Sullivan also defended LookSmart’s relevancy, saying that the testing MSN did was only based on its UK data.

“The only testing that Microsoft ever did was in the UK, where our UK directory is approximately 1/10th the size of the US directory,” he said. “Also, the algorithm they used in the UK is different than in the US and a generation older,” he said.

As a result, LookSmart wasn’t surprised that MSN may have been underwhelmed.

“They never did the test in the US, where we told them they’d get the relevancy that we’d promised,” he said.

What’s the advertiser to do and think? LookSmart obviously still has some presence on the MSN home page. While this is hardly as good as being in the keyword-driven search results, it still makes LookSmart holding an important partnership and a top second-tier paid player to consider.
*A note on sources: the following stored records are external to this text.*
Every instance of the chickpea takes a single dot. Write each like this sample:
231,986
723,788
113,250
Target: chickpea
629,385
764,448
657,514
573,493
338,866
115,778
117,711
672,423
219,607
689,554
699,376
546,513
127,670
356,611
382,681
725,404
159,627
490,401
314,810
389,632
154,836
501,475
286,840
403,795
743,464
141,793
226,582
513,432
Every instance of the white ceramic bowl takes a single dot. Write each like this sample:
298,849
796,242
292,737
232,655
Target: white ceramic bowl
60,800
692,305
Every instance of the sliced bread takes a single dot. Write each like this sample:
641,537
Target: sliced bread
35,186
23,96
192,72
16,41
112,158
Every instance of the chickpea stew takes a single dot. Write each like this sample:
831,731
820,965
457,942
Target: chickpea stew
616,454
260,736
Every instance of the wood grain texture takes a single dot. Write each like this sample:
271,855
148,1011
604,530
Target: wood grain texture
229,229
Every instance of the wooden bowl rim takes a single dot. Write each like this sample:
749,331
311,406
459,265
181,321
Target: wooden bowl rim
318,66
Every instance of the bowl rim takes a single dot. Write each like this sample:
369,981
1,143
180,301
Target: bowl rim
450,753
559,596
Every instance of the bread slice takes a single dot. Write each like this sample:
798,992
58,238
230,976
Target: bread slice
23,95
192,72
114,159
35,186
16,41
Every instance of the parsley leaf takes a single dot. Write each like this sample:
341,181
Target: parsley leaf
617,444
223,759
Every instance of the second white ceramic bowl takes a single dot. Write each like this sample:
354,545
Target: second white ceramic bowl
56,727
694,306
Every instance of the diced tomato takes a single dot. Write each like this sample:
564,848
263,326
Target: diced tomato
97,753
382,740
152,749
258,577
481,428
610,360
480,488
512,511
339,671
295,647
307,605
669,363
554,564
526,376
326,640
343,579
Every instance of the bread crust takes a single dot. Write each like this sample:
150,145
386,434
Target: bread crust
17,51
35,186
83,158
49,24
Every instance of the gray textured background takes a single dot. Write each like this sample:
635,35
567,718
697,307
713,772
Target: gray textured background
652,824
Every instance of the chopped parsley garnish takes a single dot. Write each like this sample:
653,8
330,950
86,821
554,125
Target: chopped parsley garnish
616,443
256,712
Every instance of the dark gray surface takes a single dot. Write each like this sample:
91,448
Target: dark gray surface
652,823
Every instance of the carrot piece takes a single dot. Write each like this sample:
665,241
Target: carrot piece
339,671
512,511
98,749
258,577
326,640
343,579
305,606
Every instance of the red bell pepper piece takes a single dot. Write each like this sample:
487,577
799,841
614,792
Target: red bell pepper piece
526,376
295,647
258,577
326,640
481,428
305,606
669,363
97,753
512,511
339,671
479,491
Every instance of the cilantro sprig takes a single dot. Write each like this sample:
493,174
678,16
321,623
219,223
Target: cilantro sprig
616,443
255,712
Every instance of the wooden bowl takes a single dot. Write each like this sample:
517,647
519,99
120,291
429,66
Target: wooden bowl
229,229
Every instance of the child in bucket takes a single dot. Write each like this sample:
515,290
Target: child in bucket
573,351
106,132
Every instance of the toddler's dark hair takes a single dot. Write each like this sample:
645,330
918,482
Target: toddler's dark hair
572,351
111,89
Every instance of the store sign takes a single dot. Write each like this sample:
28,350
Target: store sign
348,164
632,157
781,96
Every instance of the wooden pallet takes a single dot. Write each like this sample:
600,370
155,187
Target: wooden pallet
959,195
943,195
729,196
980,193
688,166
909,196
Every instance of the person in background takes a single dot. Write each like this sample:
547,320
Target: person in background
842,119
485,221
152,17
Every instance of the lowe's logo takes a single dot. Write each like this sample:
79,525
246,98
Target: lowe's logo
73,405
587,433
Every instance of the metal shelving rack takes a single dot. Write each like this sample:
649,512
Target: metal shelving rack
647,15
As for LookSmart, it certainly sees any use by MSN of its data as a short-term win only.

“We fully expect this transitional phase with MSN will end at some point,” Sullivan said. “If at some time they want to make other arrangements, well be happy to accommodate them.”

Meanwhile, the company is looking at how to build up new partnerships that, while they may have nowhere near the volume of MSN, can still drive quality traffic to its advertisers. It also hopes that it can deliver such traffic at a lower price that Overture and Google, helping ease the “squeeze” that smaller advertisers may feel as bid rates increase.

“Is there going to be a place left in search where the little guy can go,” Sullivan asked? “We’re also finding there is quality traffic on other sites. Finding it is a needle in a haystack….but it is out there.”